Si le Marché Gare, concerné par ce statut mais actuellement hors-les-murs pour travaux jusqu'en septembre 2021, ne peut accueillir ce genre d'activités, il envisage de se tourner à la rentrée vers « de petites formes, en extérieur pourquoi pas ? Et des projets originaux de médiation. » Les trois salles, affairées chacune à sa survie, continuent aussi de travailler main dans la main à la recherche de solutions communes faites de bouts de ficelle et d'imagination. Quant au fait de ne pouvoir accueillir de concert, « l'absence de frais engagés compense le manque de recette » nous dit Benjamin Kohler. Une réalité propre au modèle SMAC, loin de la panacée.

Rendez-vous en janvier ?

Pour le Transbordeur, indépendant en délégation de service public, pour encore au moins cinq ans, les choses sont plus tranchées ainsi que l'a toujours clamé un Cyrille Bonin « sur la ligne dure de la non réouverture. Les autres m'ont convaincu de revenir sur la ligne plus optimiste du "on verra bien", mais j'ai peur que ma ligne ne l'emporte. Me concernant, en termes de protection des employés, du public, des artistes, même une réouverture en janvier 2021 me paraît hypothétique. » Lui, comme plusieurs de ses confrères évoquent une reprise possible des activités « à plein régime », c'est-à-dire avec des "internationaux", en... septembre 2021.

Et lorsqu'on lui demande pourquoi il figure tout de même quelques dates au calendrier automnal du Transbo, Cyrille Bonin explique qu'outre des procédures d'annulations lourdes et un dialogue compliqué avec les billetteries comme la Fnac (qui traîne des pieds pour rembourser), leur maintien est une manière d'espérer et de tenir pyschologiquement ! Preuve avec les mots d'un Fabien Hyvernaud, ajoutant qu'il a « besoin de voir la lumière au bout du tunnel » que les choses dépassent la sphère économique.
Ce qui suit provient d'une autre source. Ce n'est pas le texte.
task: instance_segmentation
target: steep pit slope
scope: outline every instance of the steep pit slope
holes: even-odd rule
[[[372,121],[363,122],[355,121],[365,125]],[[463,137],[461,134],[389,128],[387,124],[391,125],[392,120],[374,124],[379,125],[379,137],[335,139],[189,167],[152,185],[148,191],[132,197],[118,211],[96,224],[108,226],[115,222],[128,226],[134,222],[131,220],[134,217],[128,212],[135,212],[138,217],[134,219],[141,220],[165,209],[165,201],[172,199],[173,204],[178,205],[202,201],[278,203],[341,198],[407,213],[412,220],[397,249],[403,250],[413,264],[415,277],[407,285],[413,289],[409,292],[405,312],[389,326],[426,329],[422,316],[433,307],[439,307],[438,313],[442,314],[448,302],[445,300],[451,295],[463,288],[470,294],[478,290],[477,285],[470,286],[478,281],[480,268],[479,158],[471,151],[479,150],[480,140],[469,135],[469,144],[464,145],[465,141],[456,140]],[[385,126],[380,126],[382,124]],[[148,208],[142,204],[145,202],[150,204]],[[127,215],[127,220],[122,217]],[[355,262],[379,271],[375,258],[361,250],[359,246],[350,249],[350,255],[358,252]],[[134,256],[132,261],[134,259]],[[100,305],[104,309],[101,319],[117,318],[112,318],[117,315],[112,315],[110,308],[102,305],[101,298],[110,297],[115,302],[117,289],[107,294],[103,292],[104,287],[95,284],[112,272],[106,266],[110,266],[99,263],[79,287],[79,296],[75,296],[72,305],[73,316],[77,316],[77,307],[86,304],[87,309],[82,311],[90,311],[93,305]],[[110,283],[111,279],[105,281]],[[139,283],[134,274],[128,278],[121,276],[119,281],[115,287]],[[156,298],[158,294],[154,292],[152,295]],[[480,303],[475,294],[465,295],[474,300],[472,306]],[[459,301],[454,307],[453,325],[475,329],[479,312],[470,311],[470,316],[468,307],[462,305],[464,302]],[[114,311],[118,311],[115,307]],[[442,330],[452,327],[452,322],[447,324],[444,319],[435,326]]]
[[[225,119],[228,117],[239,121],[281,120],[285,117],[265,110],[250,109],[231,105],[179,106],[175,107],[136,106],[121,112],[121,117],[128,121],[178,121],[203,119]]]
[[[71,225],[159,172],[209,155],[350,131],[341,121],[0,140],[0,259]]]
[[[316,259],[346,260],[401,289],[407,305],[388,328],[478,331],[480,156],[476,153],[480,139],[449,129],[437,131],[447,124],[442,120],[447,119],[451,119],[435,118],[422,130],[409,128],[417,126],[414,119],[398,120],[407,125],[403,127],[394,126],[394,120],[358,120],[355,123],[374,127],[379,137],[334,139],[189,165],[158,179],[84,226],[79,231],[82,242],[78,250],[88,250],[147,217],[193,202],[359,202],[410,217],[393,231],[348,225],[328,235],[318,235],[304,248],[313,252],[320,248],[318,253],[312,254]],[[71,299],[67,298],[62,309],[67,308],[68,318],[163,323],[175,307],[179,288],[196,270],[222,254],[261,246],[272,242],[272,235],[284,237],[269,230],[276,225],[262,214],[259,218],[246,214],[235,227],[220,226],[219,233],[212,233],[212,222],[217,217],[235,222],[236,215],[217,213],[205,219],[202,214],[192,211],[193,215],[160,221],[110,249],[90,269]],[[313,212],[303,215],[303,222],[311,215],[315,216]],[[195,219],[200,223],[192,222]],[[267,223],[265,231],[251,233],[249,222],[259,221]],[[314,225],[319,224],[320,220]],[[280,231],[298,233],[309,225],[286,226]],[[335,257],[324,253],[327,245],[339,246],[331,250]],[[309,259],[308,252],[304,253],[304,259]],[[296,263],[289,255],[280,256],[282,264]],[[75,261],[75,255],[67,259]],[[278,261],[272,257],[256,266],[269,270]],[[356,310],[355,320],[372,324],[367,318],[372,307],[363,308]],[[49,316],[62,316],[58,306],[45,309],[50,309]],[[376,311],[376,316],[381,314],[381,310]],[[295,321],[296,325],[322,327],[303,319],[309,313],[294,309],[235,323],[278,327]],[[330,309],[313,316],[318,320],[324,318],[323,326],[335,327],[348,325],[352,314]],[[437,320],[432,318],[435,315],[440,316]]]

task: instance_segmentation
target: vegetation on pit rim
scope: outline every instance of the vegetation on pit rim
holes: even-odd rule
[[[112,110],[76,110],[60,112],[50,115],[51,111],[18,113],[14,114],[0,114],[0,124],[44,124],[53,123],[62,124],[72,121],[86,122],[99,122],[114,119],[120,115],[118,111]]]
Le secteur, déjà passablement « traumatisé par les attentats de novembre 2015 », traversant également une véritable crise existentielle.

Si Cyrille Bonin, également du bureau du Prodiss (syndicat national du spectacle musical et de variété), se réjouit que le modèle économique (un centre culturel subventionné) et la configuration (une jauge modulable et assise) d'un Radiant puisse proposer une programmation soutenue – « je préfère que Biolay se fasse chez eux plutôt que nulle part » –, il met néanmoins en garde : « il faut faire attention de ne pas donner le sentiment qu'en dépit des contraintes sanitaires, tout est rentré dans l'ordre. Au risque que le ministère du Travail décrète qu'on peut sortir tout le monde du chômage partiel. »

Car c'est bien comme cela que tout le monde tient à peu près debout, sous perfusion façon « communisme hardcore » (Cyrille Bonin toujours), du chômage partiel et de PGE qu'il va bien falloir rembourser un jour. Très considérées au début de la crise quand il s'est agit... de les fermer, les salles de musiques actuelles se sont senties quelque peu à la remorque au moment du redémarrage. Impression renforcée par les tombereaux d'injonctions paradoxales du gouvernement à l'image de la gestion, calamiteuse, d'une Fête de la Musique dont on est bien en peine de dire si elle a eu lieu ou non. Comme il est impossible de dire si la rentrée musicale se fera autrement que sous la forme d'un mirage.

Reste encore la solution de se montrer philosophe face à une situation qui frôle la catastrophe. Tel Benjamin Petit : conscient que cette crise n'est sans doute pas la dernière, le capitaine du Marché Gare suggère qu'elle soit au moins l'occasion de repenser l'économie du live dans les musiques actuelles, notamment son impact en CO2 – réflexion déjà conduite par un certain nombre d'artistes – comme l'Arka Kinari de Filastine, dont nous vous parlions il y peu ici. « D'un point de vue personnel, dit-il, cela impliquerait de mettre davantage encore en avant la scène locale, même si nous le faisons déjà beaucoup. » Bref, de plus en plus de circuit court mais aussi, ajoute Benjamin Petit, envisager « la fin de ces exclusivités ridicules à l'échelle régionale et même nationale » qui voient des artistes étrangers (mais pas toujours) faire des sauts de puce d'un bout à l'autre de l'Europe et parfois en dépit de tout bon sens géographique, pour une ou deux dates dans un seul pays ou région. Un vœu pieu, comme à peu près tout le reste mais qui mérite d'être entendu.